By Cecile Oreste
Cultural Development Corporation is a non-profit organization that makes space for art. But what exactly does that mean?
This year Cultural Development Corporation will tell the story of what they do every day through a series of pop-up art spaces, two of which are located in the U Street area. The various projects have resided in the city for the last two weeks and will come together on Saturday at their annual gala at Long View Gallery on 9th Street NW.
Cultural Development Corporation created teams of artists, architects and developers to make space for art. Each team responded to a key word—live, work, play and create, which could be interpreted as literally or figuratively as each team wanted. According to Morgan Greenhouse of Team Work, their team took the key word ‘work’ quite literally.
Team Work is comprised of representatives from Lakritz Adler, Sorg Architects and artist Edgar Endress. They collaborated with residents of the Shaw and U Street neighborhoods to create their pop-up project, which plays with the idea of value. They asked residents to provide objects that represent how they make a living in exchange for a Shaw Buck, redeemable for discounts at local outlets like Dukem Ethiopian Restaurant.
The mementos were organized in a wooden crate at an empty retail space below Moderno at 12th and U Streets.

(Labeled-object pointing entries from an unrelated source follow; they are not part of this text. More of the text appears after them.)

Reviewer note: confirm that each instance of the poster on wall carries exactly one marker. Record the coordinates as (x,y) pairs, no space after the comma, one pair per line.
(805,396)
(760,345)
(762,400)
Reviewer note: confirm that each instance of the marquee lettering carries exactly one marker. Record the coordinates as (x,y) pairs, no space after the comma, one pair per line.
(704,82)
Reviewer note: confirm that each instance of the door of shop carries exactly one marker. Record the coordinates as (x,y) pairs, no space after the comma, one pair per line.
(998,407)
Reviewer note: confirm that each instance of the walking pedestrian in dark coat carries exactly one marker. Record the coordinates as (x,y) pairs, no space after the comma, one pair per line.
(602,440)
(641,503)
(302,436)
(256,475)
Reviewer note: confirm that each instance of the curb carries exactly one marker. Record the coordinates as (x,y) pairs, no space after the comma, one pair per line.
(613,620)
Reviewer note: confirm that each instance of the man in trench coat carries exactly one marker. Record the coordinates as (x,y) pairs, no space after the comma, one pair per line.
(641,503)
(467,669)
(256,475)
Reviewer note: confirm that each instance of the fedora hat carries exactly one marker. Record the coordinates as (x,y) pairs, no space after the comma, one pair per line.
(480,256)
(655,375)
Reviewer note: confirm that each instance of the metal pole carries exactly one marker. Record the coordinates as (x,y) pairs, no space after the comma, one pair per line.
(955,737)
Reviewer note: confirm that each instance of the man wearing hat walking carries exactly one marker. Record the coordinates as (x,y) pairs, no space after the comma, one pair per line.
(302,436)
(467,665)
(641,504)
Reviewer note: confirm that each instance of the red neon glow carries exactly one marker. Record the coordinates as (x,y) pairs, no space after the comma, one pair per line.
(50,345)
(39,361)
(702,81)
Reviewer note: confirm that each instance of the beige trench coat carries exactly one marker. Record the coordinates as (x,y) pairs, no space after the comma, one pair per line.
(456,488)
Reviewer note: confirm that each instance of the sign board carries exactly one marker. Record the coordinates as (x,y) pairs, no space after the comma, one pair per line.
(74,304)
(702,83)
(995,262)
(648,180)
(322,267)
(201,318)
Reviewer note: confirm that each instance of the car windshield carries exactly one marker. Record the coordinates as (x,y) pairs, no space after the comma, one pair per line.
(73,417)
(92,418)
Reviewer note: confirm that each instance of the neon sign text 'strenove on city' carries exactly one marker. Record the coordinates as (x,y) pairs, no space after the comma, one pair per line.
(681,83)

After the gala, the team intends to ship the crate with a letter of explanation to a local institution, essentially elevating the value of the mementos.
When asked about how they came up with the concept, Greenhouse said it was a collective team effort. “There were varied levels of physical and intellectual contribution, but it was a constant collaborative effort,” she said. “We thought about the context of the space and what the vacant retail space meant. We came up with the idea of adding value which became central to the project.”
“It was interesting talking directly to the residents when we knocked on doors to collect the objects,” said Endress, who is part of the Floating Lab Collective and also the artist collaborator for Team Work. “The project started as questioning the nature of art in the context of development, but has become more about community and culture—how do you define yourself, what stays and what is memorable.”
The wooden crate displays a variety of objects including an empty Evian bottle given by an Evian distributor who lives in the Shaw neighborhood, an employee complaint report from a human resources representative and a Civil Procedure book given by a lawyer. Endress describes the project as exposing a series of layers which allows the viewers to draw their own conclusions. “It is a puzzle in a way. You need to read into it in order to find the meaning of the piece,” he said.
Team Live also chose a space on U Street for their project ‘Pop-Up Living.’ Studios Architecture and JBG Companies, along with artist Andrew Wodzianski, designed and constructed the 10′ x 10′ pop-up habitat where Wodzianski has lived since April 19. To comply with regulations, he ‘lived’ in the habitat during scheduled performance hours—the longest stretch starting last Thursday night and ending Monday morning. “Come Sunday night, I was tired, pissed and I didn’t want to talk about this or that. I was thinking, ‘I’ve gotta get out of here.’ For once, I was actually looking forward to my Monday commute,” Wodzianski said.
Choosing the empty retail space on U Street between 13th and 14th was a no-brainer, according to Wodzianski. The location gave 24/7 visibility in a high traffic area. As an added bonus, U Street restaurants such as Aroma and Creme welcomed him to the neighborhood, providing multiple meals during his performance hours.
According to Wodzianski, the concept was one of those crazy epiphanies that came about while he was speeding down the Beltway. “It really tapped into the strengths of each team member. JBG specializes in the development of efficient condos, Studios Architecture’s portfolio includes some of the most bad-ass, unique spaces of all time, and it gave me the opportunity to work on my performance art,” he said.
Wodzianski hopes that the passersby who see Pop-Up Living will recognize that life can be enjoyed with less. For those who stop to take in the experience, “I hope they start questioning the deeper ramifications. The separation of reality versus fiction, public versus private, voyeurism and participating. Efficient living and smart design.”